Both singers later died from overdoses.
In a recent interview with WRIF 101.1 FM Detroit, Simmons recalled urging Weiland to clean up his act in 1996 before KISS's reunion tour.
"I met Weiland at a club and I said to him, 'Look, you've gotta be straight, cut it out with all the heroin and the crap, respect the fans, get up on stage, do a great show, it's all yours," Simmons said. "We'll support you, but I want you clean on stage.'"
Simmons said Weiland did what so many addicts do; he said all the right things "and then he died" in 2015 from a heroin overdose.
The outspoken Simmons said he had a similar conversation with Staley, who died from a heroin overdose in 2002.
"I said, 'Layne, here they are, they're fans, they're lined up, it's all yours.
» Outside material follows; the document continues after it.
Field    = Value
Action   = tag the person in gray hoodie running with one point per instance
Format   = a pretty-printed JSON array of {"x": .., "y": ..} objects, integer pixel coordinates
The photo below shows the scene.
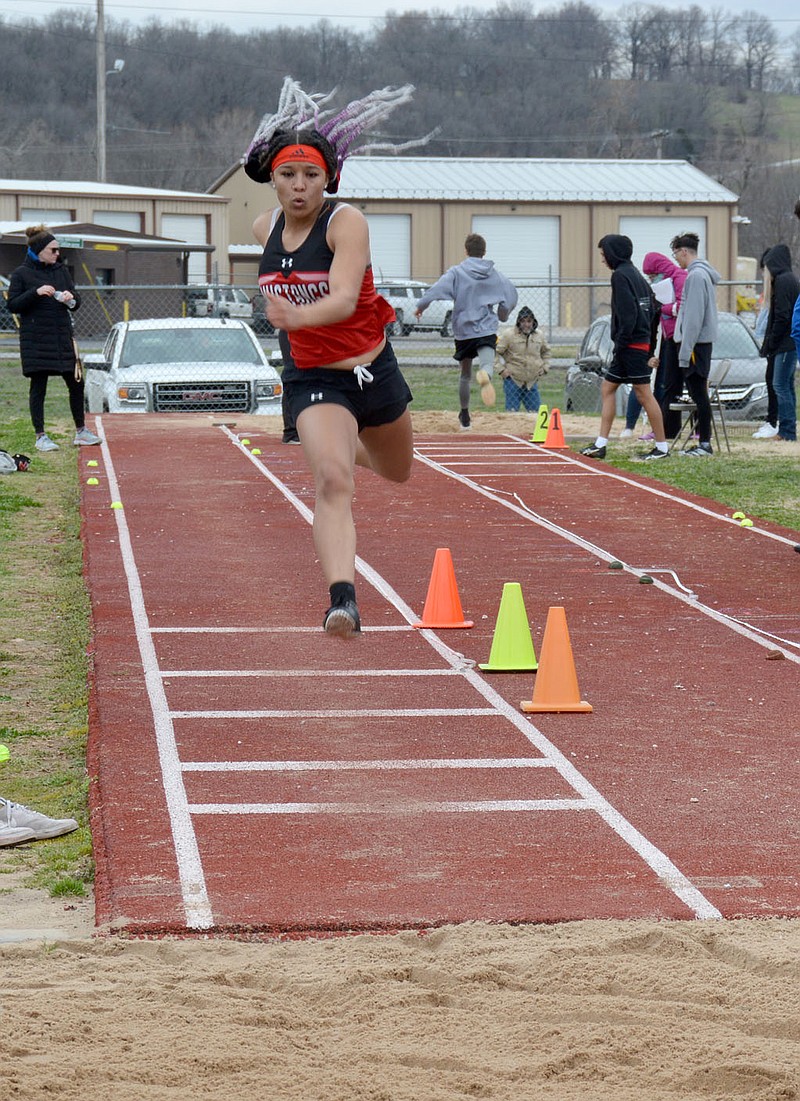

Just go out there and do great.'
"'Gene, I have been straight, I straightened up,'" Simmons recalled Staley telling him. "And then he died."
Simmons says he's had the same conversation with many other friends and musicians. He says, if there's one thing he's learned, it's that an addict can't truly beat his addiction; it's a never-ending battle and "every day it's gonna be a decision."
Simmons isn't well-known for being particularly understanding when it comes to the struggles people with addiction and mental illness face.
It was only a few years ago that the bassist said addicts are "losers" and specifically referred to Prince as "pathetic" for reportedly getting addicted to the painkillers that eventually killed him.
Simmons later apologized for the remark saying he has "a long history of getting very angry at what drugs do to the families/friends of the addicts."
Simmons is writing a new book, 27, he says is "about all the sadness with these people who killed themselves."
He has said in the past the reason he never tried drugs is because of his mother, who is a Holocaust survivor.
As an only child, Simmons asks himself, in light of his mother's suffering, "What right do I have to torture her and make her unhappy? No, that's never gonna happen."